Mental Health After Dexmedetomidine for Electrical Storm

NCT07368062 · Status: RECRUITING · Type: OBSERVATIONAL · Enrollment: 70

Last updated 2026-01-26

No results posted yet for this study

Summary

The goal of the research study is to measure mental health and quality of life indices of individuals treated for electrical storm (ES). The consequences of being admitted to an intensive care unit (ICU) with electrical storm as well as the treatments patients would have received, are currently not well understood. Understanding the mental health burden of these treatments among survivors can provide insights into how to improve care.

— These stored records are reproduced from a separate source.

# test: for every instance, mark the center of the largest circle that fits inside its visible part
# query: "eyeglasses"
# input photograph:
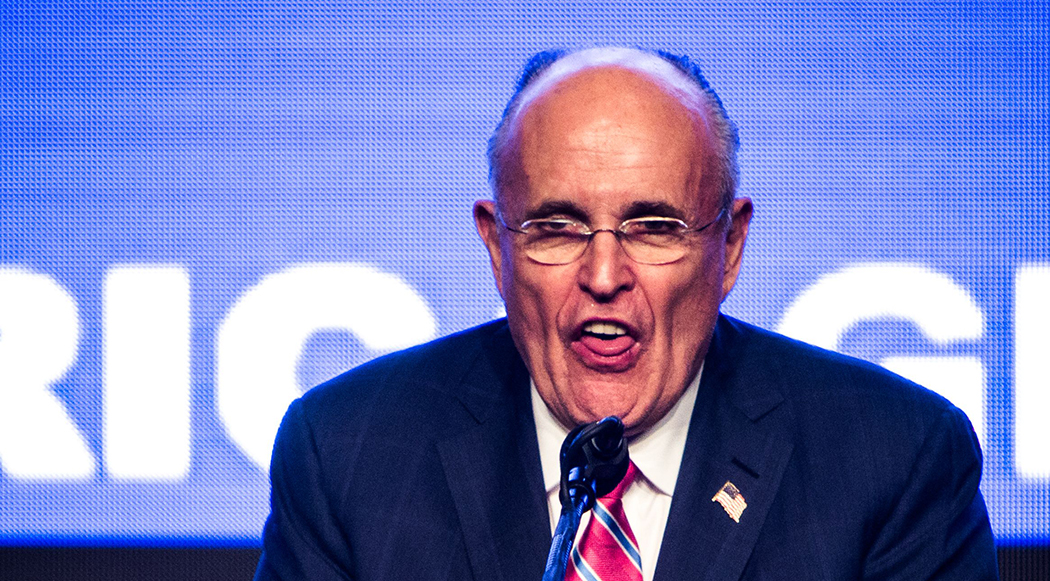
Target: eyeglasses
(649, 240)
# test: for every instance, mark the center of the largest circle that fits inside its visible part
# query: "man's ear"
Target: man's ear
(484, 219)
(735, 239)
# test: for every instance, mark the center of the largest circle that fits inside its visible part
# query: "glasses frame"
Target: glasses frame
(620, 232)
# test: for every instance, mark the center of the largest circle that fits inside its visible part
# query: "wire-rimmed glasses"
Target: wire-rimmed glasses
(648, 240)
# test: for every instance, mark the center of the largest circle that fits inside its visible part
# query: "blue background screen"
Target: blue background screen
(207, 208)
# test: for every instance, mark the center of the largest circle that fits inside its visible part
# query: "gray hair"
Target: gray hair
(544, 65)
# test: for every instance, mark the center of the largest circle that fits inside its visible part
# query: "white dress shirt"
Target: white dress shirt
(657, 455)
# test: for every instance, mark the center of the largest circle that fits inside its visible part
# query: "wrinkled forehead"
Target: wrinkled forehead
(659, 70)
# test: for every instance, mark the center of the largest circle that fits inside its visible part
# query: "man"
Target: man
(614, 235)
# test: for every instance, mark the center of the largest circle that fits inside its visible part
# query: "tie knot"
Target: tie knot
(617, 493)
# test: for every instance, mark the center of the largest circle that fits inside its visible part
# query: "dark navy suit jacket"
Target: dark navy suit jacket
(424, 464)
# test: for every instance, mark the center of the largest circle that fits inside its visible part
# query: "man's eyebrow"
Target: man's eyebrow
(643, 208)
(557, 207)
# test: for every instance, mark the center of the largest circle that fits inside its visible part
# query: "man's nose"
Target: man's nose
(605, 268)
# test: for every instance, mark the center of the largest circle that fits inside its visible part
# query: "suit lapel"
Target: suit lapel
(492, 470)
(733, 436)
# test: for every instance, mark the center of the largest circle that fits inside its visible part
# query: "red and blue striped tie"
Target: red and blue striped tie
(607, 551)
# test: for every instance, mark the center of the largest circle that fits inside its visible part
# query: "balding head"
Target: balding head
(678, 77)
(612, 168)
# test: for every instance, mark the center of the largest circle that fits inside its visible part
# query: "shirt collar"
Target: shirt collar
(656, 453)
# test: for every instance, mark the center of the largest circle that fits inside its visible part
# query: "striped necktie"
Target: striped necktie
(607, 551)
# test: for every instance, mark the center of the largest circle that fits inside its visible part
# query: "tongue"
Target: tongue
(607, 348)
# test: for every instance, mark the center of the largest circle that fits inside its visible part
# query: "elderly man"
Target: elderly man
(614, 235)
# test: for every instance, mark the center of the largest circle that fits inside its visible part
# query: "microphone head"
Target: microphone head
(594, 459)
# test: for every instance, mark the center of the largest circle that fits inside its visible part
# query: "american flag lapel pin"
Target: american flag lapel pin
(731, 499)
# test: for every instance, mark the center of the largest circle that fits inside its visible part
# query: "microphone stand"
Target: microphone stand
(593, 461)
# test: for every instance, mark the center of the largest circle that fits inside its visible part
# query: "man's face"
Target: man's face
(606, 335)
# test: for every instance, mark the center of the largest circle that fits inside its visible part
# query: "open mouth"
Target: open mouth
(606, 346)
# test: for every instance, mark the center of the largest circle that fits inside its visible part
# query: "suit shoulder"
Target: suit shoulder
(805, 372)
(435, 365)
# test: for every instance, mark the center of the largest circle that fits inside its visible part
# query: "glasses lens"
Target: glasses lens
(654, 241)
(554, 242)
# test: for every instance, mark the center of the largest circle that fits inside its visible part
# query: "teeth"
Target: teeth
(604, 329)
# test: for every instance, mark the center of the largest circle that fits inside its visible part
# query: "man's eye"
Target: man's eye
(654, 226)
(555, 226)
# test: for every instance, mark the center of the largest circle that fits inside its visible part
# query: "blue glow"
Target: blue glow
(238, 141)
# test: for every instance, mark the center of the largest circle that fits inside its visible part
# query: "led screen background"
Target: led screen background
(207, 208)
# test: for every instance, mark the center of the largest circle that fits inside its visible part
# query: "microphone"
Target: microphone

This is a study consisting of patients who participated in the SEDATE trial (dexmedetomidine vs usual standard of care to treat ES in the ICU). Patients who consent to participate in this study will be asked to complete a set of questionnaires 3-6 months after their ICU admission. The purpose of the questionnaires is to measure indices of mental health and health-related quality of life. Each questionnaire will take about 5-15 minutes to complete.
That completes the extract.